DEPRECATED: Used to optionally set an external function for parsing. Now, use of a separate parser should be done by subclassing and overriding the parsing function.

saveconfig FILENAME

Save configuration options only into a textfile

$bb->saveconfig('/tmp/options-only.txt/');
loadconfig FILENAME

Load configuration options from a file. Options are KEY=VALUE pairs. Comments (using '#') and lines with leading whitespace are ignored. Will clobber existing options with the same name.

$bb->loadconfig('/tmp/options-only.txt');
setconfig HASHREF

Sets parameters controlling how messages are processed (e.g. thresholds, defaults probs, caps/floors, etc.). This will clobber existing options so use with caution or override to check and handle appropriately

$bb->setconfig( { option1 => 'foo', option2 => 'bar' });
debug [INTEGER]

Accessor to get/set debug level

$bb->debug(1);
print "stuff" if ($bb->debug);

The stub parent uses the following levels:

   0: no debugging info
   1: basic flow info
   5: detailed message-level info

INTERNAL METHODS

These methods should not be called by the end-user, but are listed as a reference for developers subclassing this file.

* _add_data_table
* _load_from_file
* _clone
* Lock/ReadLock/Unlock/LockAll/UnLockAll
* DESTROY
_add_data_table HASHNAME [STORE-ON-DISK-FLAG]

Internal function to add a hash reference to $self object for data storage. If STORE-ON-DISK is true, then a temporary datafile is created with MLDBM::Sync, using MLDBM::Sync::SDBM_File as the underlying datastore and Storable as the data freezing method. Data structures created with this function will be appropriately saved/loaded/locked by other methods. This method will check to ensure existing class members are not overwritten. Note: Using temporary disk files can be exceedingly slow. Use with caution (until I implement a more efficient solution).

$bb->_add_data_table('cache');
$bb->_add_data_table('words', 1);
$bb->{words}{perl} = [ 1, 2, 3 ];
_load_from_file FILENAME

Load the classifier from a file, overwriting $self. Internal function called from new.

$self->_load_from_filename('/tmp/saved-classifier');
_clone OBJECT

Clones a classifier/hash's options and data into a new object and returns the new object. Locking of the source OBJECT should be done outside this call.

$cc = $bb->_clone( $bb );
DESTROY

Destructor function -- shouldn't be called by users.
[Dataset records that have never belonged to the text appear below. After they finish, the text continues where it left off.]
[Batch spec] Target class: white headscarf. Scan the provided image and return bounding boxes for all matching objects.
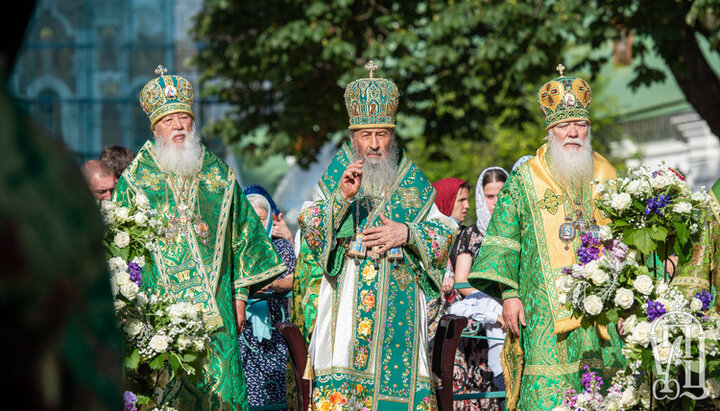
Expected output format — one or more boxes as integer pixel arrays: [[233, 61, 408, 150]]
[[475, 167, 508, 236]]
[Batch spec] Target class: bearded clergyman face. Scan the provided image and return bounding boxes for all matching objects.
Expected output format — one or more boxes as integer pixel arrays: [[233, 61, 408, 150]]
[[155, 113, 202, 177], [546, 121, 593, 186], [351, 128, 398, 197]]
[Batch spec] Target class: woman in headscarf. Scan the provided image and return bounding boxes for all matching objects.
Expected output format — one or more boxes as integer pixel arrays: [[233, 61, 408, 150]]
[[427, 177, 470, 344], [448, 167, 508, 410], [238, 185, 295, 407]]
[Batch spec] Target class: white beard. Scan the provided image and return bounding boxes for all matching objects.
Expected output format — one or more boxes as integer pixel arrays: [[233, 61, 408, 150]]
[[352, 137, 399, 199], [547, 128, 593, 187], [155, 122, 202, 177]]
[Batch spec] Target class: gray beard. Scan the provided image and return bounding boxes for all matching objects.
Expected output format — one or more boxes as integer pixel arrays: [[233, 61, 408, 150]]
[[548, 129, 593, 187], [155, 123, 202, 177], [352, 139, 399, 199]]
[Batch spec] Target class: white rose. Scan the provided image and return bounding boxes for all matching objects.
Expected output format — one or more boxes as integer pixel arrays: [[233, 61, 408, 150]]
[[120, 281, 140, 300], [123, 318, 142, 337], [178, 334, 193, 350], [134, 212, 147, 227], [673, 201, 692, 214], [114, 272, 132, 287], [113, 300, 125, 311], [598, 225, 612, 241], [620, 387, 638, 409], [108, 257, 127, 274], [113, 231, 130, 248], [625, 250, 637, 264], [690, 191, 708, 203], [150, 334, 168, 352], [628, 321, 650, 347], [166, 303, 185, 320], [115, 207, 130, 221], [590, 268, 608, 285], [633, 274, 653, 295], [705, 378, 720, 400], [610, 193, 632, 211], [583, 295, 603, 315], [615, 288, 635, 310], [622, 314, 637, 334], [135, 291, 148, 307], [135, 193, 150, 211]]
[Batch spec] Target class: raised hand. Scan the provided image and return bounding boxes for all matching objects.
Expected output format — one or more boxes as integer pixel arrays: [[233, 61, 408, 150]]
[[503, 298, 526, 337], [340, 160, 363, 201]]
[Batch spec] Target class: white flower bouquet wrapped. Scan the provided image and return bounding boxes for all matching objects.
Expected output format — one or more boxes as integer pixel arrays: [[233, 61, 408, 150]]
[[101, 195, 209, 410], [596, 163, 709, 264]]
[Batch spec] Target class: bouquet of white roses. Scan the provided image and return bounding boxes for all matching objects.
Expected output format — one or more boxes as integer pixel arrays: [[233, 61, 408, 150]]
[[555, 226, 652, 326], [596, 163, 709, 263], [101, 195, 209, 409]]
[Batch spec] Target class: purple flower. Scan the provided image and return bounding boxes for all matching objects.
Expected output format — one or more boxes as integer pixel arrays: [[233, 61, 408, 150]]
[[577, 232, 603, 265], [645, 194, 670, 215], [695, 289, 712, 311], [648, 298, 667, 322], [128, 261, 142, 287], [123, 391, 137, 411]]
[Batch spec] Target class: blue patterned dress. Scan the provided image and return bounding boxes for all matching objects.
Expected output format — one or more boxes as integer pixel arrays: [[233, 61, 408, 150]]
[[238, 238, 295, 406]]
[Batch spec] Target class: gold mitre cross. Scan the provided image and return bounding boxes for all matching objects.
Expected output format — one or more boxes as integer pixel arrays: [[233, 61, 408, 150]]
[[155, 64, 167, 77], [365, 60, 377, 78]]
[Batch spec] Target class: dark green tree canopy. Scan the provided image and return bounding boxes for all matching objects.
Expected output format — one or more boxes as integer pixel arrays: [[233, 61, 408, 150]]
[[196, 0, 583, 164]]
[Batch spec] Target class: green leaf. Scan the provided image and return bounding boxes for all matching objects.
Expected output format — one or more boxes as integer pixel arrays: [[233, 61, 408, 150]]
[[123, 348, 140, 371], [623, 227, 656, 255], [150, 354, 165, 370], [649, 225, 668, 241]]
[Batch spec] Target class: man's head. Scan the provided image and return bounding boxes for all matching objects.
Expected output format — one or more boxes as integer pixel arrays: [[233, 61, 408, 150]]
[[140, 65, 202, 176], [100, 145, 135, 178], [153, 113, 202, 176], [350, 128, 399, 196], [345, 60, 400, 197], [80, 160, 117, 200], [545, 120, 593, 185]]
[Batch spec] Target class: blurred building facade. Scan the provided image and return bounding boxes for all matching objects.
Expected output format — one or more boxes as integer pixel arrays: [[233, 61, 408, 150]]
[[11, 0, 211, 161]]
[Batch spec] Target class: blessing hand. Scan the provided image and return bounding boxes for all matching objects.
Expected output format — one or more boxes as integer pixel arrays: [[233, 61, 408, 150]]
[[340, 160, 362, 201], [363, 214, 408, 254]]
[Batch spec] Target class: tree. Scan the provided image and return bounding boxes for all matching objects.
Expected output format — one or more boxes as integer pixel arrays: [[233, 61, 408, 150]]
[[579, 0, 720, 136], [195, 0, 586, 164]]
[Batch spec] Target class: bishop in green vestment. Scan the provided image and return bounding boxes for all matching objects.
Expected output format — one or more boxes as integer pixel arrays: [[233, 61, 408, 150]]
[[113, 66, 285, 410], [299, 61, 455, 411], [469, 67, 622, 410]]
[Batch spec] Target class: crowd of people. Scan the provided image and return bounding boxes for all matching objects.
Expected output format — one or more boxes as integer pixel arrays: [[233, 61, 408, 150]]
[[69, 62, 720, 410]]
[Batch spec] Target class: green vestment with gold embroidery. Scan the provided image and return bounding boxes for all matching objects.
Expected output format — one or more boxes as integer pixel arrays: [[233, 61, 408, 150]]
[[299, 144, 455, 411], [469, 146, 623, 410], [671, 176, 720, 316], [113, 141, 285, 410]]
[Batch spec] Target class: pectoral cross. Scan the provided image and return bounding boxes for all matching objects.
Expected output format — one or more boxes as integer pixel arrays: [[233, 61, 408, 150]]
[[365, 60, 377, 78]]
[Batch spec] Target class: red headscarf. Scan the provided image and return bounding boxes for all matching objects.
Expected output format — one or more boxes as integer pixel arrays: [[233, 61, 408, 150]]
[[433, 177, 467, 217]]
Blows away the temporary files when the object is done.

Lock HASHNAME
ReadLock HASHNAME
UnLock HASHNAME
LockAll
UnLockAll

Wrappers around MLDBM::Sync locking calls. Manages locking on the data hash given in HASHNAME. This will do nothing but is still safe if the hash only lives in memory and is not tied.

$self->Lock('words')      # r/w-lock on $self->{words} 
$self->ReadLock('words')  # read-lock on $self->{words}
$self->UnLock('words')    # unlocks $self->{words}

$self->LockAll;            # Locks all data tables for $self
$self->UnLockAll;          # UnLocks all data tables for $self
    

PREREQUISITES

MLDBM 
MLDBM::Sync
File::Copy
Mail::Box
Mail::Address
File::Temp
File::Spec

BUGS

There are always bugs...

SEE ALSO

For more on cross-validation, see "An Introduction to the Bootstrap" by Efron and Tibshirani (1998), p. 239.

Inspiration for this kind of spam classification came from the article "A Plan For Spam" by Paul Graham: http://www.paulgraham.com/spam.html

For a specific implementation of Paul Graham's algorithm, see Mail::SpamTest::Bayesian

Another module of this type, though not integrated with mailbox processing, is AI::Categorizer.

For a public corpus of spam and non-spam for testing, see the SpamAssassin site: http://spamassassin.org/publiccorpus/

AUTHOR

David Golden, <david@hyperbolic.net>

COPYRIGHT AND LICENSE

Copyright 2002 and 2003 by David Golden

This library is free software; you can redistribute it and/or modify it under the same terms as Perl itself.